Abstract

This paper reports a key educational initiative undertaken by NHS Education for Scotland (NES), based upon recommendations from a ‘Numeracy in Healthcare’ consultation. We report here the design of a web-based technical measurement authentic assessment environment evolved from the safeMedicate suite of programs that provided a model for an environment within which a medication dosage calculation problem-solving (MDC-PS) benchmark could be articulated. A sample of 63 third-year pre-registration nursing students was recruited from four participating universities in the UK. A counterbalanced design was employed where the virtual authentic assessment environment was evaluated for internal consistency reliability and criterion-related validity against an objective structured clinical assessment (OSCE) undertaken in high-fidelity simulated clinical environments.
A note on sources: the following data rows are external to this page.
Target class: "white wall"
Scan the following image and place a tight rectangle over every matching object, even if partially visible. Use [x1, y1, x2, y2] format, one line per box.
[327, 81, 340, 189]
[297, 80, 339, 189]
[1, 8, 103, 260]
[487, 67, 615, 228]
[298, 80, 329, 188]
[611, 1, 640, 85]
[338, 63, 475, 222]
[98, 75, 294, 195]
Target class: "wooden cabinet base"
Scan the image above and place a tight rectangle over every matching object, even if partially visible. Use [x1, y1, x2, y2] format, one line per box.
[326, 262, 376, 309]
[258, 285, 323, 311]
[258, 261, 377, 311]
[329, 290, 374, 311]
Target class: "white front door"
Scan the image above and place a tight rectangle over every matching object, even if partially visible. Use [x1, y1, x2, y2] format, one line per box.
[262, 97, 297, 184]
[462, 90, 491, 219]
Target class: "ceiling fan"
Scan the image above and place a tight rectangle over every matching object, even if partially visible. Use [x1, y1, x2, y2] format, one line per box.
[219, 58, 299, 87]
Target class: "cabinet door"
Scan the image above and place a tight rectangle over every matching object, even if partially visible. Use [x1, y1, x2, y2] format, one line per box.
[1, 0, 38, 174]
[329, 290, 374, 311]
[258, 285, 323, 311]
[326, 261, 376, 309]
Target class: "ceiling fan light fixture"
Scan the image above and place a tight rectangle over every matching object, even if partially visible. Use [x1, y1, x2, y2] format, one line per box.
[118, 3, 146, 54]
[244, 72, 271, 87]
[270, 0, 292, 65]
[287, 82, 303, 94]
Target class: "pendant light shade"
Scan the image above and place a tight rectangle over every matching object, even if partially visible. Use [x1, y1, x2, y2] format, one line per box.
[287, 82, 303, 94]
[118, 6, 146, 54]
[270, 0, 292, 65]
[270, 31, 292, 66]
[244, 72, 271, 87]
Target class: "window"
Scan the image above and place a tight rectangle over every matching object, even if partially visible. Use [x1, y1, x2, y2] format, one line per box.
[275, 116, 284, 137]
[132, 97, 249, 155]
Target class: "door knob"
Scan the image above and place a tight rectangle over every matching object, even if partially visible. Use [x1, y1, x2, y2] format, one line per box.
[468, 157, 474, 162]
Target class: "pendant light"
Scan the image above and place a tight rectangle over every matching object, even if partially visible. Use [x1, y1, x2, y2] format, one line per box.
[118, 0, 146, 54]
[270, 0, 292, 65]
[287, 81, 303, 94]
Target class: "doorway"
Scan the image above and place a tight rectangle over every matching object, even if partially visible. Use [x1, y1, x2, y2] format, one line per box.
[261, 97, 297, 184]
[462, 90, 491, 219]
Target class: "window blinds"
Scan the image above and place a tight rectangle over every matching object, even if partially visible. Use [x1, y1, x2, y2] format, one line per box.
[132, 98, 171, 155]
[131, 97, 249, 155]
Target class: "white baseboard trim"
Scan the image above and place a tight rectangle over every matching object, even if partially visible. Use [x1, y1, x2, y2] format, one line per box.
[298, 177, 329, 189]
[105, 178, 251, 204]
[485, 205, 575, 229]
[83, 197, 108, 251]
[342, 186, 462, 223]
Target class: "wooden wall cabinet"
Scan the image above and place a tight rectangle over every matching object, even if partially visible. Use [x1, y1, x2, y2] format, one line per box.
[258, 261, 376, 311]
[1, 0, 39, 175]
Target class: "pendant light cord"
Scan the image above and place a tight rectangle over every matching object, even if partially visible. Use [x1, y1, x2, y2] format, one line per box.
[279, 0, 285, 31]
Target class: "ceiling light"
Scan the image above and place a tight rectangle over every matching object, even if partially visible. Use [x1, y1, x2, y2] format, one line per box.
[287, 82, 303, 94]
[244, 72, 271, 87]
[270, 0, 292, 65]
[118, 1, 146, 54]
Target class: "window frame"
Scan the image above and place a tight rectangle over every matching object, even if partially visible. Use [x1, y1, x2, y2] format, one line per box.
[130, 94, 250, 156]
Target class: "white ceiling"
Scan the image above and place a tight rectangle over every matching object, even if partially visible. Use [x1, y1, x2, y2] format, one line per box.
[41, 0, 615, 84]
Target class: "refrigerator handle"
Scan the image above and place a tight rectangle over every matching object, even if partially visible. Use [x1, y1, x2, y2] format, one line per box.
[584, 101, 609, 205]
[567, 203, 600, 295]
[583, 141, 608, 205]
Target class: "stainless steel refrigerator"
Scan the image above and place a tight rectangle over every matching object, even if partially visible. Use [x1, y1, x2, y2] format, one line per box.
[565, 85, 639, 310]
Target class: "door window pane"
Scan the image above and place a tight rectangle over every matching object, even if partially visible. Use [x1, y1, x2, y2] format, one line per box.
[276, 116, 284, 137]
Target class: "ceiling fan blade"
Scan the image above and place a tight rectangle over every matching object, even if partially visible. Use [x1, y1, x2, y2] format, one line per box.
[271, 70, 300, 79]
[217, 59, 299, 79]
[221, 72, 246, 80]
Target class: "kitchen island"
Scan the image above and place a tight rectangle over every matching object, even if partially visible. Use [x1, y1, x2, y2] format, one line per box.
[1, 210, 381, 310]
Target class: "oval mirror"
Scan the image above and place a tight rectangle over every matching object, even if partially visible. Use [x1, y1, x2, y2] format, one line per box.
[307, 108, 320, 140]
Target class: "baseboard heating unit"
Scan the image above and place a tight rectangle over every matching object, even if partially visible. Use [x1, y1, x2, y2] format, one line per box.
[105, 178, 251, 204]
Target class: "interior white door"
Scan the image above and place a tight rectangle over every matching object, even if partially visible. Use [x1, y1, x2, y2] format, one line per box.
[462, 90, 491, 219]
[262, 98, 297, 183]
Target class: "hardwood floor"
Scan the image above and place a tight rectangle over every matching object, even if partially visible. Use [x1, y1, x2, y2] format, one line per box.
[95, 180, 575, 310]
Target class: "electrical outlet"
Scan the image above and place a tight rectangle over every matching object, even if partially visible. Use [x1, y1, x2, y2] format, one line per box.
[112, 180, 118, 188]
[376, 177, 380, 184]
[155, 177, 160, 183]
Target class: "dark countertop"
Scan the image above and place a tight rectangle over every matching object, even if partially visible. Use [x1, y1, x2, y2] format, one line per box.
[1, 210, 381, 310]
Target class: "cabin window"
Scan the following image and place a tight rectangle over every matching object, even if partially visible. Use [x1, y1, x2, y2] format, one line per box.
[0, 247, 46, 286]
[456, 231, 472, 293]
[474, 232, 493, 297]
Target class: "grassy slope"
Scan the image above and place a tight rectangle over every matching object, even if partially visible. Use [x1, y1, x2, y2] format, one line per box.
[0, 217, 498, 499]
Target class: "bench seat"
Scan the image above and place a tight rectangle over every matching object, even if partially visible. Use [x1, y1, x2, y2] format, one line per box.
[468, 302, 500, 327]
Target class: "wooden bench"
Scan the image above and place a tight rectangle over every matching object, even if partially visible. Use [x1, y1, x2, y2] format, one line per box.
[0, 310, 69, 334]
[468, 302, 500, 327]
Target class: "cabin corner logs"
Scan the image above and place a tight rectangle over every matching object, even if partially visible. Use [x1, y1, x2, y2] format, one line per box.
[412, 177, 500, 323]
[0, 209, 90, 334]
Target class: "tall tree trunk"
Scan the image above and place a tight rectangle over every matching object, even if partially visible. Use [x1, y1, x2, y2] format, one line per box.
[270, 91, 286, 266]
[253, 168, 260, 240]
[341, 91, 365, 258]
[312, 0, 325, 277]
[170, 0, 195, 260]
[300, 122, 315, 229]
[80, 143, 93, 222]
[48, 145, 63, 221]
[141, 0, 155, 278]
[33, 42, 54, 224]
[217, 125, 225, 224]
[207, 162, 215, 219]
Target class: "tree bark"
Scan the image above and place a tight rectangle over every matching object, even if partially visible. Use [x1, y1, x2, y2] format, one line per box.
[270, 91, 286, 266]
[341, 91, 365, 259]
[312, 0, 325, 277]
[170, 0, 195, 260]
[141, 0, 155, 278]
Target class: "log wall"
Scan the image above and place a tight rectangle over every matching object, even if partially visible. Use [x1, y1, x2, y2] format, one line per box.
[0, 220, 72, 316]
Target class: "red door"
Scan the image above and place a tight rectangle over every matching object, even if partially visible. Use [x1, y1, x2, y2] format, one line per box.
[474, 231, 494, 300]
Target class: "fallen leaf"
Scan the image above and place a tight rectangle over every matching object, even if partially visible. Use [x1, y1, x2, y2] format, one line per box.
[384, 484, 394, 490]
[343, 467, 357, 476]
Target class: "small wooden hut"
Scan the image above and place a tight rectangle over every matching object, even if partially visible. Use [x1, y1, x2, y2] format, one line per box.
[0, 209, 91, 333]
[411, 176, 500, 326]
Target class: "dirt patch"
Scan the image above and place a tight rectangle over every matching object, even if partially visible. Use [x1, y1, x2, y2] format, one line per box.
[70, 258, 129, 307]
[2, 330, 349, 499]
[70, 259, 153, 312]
Outcome measures indicated an extremely high internal consistency of the web-based environment. It was concluded that the combination of a web-based authentic assessment environment and further assessment of safe technical measurement interpretation and dexterity in a practice/practice simulation setting, populated with a benchmark and a criterion referenced rubric validated by the profession, is an innovative, viable, valid and reliable assessment method for the safe administration of medicines. As a result, the rubric for assessment of the appropriate range of calculation type and complexity informed the NMC's revised Essential Skills Clusters for Medicines Management (NMC, 2010a; NMC, 2010b). This inclusion provides a particularly strong example of both research directly influencing policy and of evidence-based regulation.